There is an awareness of the thirst for power among Hay’at Tahrir al-Sham and its leaders. The history of the group is well-known, as are its mechanisms for absorbing rivals. Everyone knows that what is currently happening is not an extension of the popular uprising that occurred in March 2011, which called for the crumbling regime to abide by the rule of law, freedoms, and justice, paying a severe price in blood and the wealth of Syrians.

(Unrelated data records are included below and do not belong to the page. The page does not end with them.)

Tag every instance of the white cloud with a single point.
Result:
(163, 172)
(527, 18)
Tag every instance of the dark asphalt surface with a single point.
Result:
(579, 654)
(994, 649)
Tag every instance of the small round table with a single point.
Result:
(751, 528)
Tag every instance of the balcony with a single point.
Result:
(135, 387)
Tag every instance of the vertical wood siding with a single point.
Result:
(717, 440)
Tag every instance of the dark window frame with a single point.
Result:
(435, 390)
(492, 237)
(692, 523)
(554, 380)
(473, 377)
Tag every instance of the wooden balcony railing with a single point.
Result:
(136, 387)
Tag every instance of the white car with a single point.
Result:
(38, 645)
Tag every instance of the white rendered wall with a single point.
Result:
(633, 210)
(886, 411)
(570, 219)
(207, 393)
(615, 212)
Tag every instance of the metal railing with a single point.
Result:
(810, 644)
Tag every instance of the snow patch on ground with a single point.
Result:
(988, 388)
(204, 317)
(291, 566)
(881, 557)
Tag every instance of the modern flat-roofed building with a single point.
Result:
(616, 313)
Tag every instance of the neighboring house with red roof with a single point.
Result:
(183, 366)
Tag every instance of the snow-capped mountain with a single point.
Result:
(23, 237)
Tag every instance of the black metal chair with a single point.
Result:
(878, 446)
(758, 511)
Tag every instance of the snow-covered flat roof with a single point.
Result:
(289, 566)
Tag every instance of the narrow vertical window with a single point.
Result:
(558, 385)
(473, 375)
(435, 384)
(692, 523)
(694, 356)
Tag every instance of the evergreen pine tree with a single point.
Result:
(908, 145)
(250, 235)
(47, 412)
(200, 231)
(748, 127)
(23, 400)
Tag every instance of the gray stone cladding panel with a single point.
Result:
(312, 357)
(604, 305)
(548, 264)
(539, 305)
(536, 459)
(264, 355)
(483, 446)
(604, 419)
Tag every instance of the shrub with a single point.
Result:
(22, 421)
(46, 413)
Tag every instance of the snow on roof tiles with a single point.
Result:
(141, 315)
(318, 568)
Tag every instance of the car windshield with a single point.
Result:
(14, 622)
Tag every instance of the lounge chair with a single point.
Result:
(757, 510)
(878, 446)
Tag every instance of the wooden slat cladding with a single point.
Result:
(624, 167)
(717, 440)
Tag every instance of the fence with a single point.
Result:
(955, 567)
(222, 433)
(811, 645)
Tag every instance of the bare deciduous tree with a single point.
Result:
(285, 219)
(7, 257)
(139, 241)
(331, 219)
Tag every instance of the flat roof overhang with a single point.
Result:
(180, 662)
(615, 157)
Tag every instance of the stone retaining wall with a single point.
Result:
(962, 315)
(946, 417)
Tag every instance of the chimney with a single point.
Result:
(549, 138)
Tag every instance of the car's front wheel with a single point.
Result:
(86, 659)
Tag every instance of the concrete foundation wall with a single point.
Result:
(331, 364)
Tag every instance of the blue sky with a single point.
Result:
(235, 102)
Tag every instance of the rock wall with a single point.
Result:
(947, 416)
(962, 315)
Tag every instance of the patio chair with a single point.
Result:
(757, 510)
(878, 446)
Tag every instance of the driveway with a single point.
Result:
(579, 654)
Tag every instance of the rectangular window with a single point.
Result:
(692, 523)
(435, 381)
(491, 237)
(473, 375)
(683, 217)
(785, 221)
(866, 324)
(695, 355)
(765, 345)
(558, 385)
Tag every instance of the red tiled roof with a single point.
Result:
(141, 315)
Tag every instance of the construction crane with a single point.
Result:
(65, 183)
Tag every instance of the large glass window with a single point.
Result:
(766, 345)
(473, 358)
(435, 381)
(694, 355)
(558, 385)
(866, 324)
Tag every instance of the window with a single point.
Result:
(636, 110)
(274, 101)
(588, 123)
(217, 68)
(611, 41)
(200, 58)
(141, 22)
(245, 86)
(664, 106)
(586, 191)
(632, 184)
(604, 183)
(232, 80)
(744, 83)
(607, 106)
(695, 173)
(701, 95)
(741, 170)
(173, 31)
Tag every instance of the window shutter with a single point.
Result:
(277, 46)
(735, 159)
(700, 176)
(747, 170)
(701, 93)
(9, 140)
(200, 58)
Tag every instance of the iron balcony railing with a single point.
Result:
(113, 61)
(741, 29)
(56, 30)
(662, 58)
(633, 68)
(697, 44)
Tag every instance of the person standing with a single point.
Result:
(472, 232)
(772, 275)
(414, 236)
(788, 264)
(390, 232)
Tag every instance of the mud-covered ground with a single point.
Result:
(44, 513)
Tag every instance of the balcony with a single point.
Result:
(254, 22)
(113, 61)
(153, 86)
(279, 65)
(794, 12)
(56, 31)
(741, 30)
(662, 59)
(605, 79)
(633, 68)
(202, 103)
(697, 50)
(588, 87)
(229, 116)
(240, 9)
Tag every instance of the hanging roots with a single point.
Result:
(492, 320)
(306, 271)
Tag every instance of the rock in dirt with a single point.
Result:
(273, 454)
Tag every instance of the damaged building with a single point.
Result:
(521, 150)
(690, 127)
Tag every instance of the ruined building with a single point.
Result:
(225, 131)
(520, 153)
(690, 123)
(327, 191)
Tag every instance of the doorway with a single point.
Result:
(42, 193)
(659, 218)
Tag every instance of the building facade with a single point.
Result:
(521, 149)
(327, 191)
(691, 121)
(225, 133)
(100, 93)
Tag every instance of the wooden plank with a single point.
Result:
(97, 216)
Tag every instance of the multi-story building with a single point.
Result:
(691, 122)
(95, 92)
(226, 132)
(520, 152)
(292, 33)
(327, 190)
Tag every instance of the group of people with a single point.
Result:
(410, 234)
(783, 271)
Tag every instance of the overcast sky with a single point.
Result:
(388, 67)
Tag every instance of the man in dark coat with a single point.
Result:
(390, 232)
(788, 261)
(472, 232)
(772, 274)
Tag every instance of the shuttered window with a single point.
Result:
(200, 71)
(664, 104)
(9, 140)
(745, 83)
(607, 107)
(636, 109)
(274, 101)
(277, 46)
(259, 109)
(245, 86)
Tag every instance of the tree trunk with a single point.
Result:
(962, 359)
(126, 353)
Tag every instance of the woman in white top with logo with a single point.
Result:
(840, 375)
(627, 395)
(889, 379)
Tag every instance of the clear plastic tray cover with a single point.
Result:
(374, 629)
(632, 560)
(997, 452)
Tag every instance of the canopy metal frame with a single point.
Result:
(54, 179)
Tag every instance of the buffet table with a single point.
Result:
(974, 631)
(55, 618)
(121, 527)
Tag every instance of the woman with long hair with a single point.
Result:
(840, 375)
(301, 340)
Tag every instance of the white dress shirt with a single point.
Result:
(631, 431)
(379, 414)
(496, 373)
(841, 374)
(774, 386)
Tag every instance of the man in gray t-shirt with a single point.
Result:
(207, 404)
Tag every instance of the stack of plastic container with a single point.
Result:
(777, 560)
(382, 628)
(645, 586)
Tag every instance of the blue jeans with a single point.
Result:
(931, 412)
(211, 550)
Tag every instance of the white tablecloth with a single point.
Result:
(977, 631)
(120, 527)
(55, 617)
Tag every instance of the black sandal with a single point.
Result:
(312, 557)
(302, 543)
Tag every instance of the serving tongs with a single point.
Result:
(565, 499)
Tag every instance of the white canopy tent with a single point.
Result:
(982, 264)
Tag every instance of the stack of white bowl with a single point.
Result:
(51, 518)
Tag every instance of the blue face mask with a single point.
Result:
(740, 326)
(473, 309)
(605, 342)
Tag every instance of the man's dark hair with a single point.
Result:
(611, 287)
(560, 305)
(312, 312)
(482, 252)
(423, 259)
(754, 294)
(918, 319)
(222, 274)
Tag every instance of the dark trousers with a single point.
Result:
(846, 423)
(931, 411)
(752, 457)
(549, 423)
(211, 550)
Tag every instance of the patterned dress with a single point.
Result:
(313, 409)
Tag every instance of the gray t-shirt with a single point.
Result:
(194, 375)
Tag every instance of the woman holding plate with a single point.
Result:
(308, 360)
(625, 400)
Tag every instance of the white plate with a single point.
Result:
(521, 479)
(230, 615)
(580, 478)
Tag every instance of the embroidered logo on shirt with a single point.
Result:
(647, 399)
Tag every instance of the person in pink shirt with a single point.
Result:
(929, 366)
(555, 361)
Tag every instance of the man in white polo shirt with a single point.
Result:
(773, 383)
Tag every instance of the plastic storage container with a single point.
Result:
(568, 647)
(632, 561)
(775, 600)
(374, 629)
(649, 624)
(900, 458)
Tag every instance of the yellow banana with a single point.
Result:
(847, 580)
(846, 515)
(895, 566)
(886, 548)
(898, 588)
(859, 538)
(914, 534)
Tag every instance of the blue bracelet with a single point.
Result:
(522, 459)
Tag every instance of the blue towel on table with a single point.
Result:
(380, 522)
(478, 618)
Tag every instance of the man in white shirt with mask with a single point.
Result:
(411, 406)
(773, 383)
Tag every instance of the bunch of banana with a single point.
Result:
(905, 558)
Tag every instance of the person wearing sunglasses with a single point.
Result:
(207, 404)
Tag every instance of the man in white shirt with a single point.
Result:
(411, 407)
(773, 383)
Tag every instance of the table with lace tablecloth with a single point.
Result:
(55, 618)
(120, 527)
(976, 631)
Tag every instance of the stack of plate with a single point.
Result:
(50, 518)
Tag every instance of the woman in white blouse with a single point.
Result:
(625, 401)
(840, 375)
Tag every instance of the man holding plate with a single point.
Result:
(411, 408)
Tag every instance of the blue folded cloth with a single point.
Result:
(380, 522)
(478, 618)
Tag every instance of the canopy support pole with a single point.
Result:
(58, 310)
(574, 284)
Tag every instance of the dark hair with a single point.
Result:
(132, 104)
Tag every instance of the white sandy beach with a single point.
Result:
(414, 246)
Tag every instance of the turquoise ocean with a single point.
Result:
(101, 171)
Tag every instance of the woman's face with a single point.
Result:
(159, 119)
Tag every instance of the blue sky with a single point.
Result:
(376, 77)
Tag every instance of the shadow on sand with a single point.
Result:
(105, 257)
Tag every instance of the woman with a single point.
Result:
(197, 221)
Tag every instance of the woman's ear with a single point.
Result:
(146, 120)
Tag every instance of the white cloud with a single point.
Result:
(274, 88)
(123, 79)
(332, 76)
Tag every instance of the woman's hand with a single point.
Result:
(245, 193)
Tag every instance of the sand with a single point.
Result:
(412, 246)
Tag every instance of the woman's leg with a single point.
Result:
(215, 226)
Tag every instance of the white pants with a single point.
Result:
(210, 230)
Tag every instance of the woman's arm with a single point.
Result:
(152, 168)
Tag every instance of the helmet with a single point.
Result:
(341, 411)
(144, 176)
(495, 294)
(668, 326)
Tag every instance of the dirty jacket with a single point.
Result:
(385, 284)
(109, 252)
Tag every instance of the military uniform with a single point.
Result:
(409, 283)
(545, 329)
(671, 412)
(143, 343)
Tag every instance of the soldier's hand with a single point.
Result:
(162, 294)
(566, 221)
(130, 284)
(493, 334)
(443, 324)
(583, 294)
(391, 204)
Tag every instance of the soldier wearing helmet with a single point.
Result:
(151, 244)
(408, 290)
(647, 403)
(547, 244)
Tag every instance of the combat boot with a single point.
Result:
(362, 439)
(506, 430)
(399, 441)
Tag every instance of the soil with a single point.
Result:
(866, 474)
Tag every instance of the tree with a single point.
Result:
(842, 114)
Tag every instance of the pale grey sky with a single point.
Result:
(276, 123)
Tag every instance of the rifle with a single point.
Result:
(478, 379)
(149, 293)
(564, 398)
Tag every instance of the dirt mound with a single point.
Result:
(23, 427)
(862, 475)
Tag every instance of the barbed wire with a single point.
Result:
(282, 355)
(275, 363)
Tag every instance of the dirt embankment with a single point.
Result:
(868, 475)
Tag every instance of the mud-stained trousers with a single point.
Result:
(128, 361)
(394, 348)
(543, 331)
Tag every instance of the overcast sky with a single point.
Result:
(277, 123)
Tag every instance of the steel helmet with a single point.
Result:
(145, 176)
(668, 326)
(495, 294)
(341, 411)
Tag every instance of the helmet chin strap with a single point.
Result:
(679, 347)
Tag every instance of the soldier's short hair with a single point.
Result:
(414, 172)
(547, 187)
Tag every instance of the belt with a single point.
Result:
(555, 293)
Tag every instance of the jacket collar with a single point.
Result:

Instead, it results from a geopolitical earthquake that took place in the Middle East, centered around Gaza, dated October 7, 2023, and part of the outcome from the destruction of the Israeli state in the context of the “Resistance Axis” was the rise of Hay’at Tahrir al-Sham to power in Damascus and its construction of a victory on which it now bases a complete state, seeking to absorb all the Syrian political and struggle heritage and reduce diversity and plurality to marginal characters it brings forth within the framework of symbolic representation and forgery it currently practices everywhere.
Hay’at Tahrir al-Sham benefits from some Syrian “elites” that strive to promote its policies and will, perceiving this as a “transitional phase” that will conclude with a state of law, citizenship, and institutions, asserting that its empowerment and expansion constitute “the lesser of two evils,” as the alternative is a civil war among components and geographies, and that the group is the one that prevents this war from occurring, thus serving as “the safety valve” of the country! From a national perspective, they assist it in navigating through this “sensitive phase of our nation’s and community’s history,” according to the theoretical ideas and concepts of some of these old/new Syrian elites.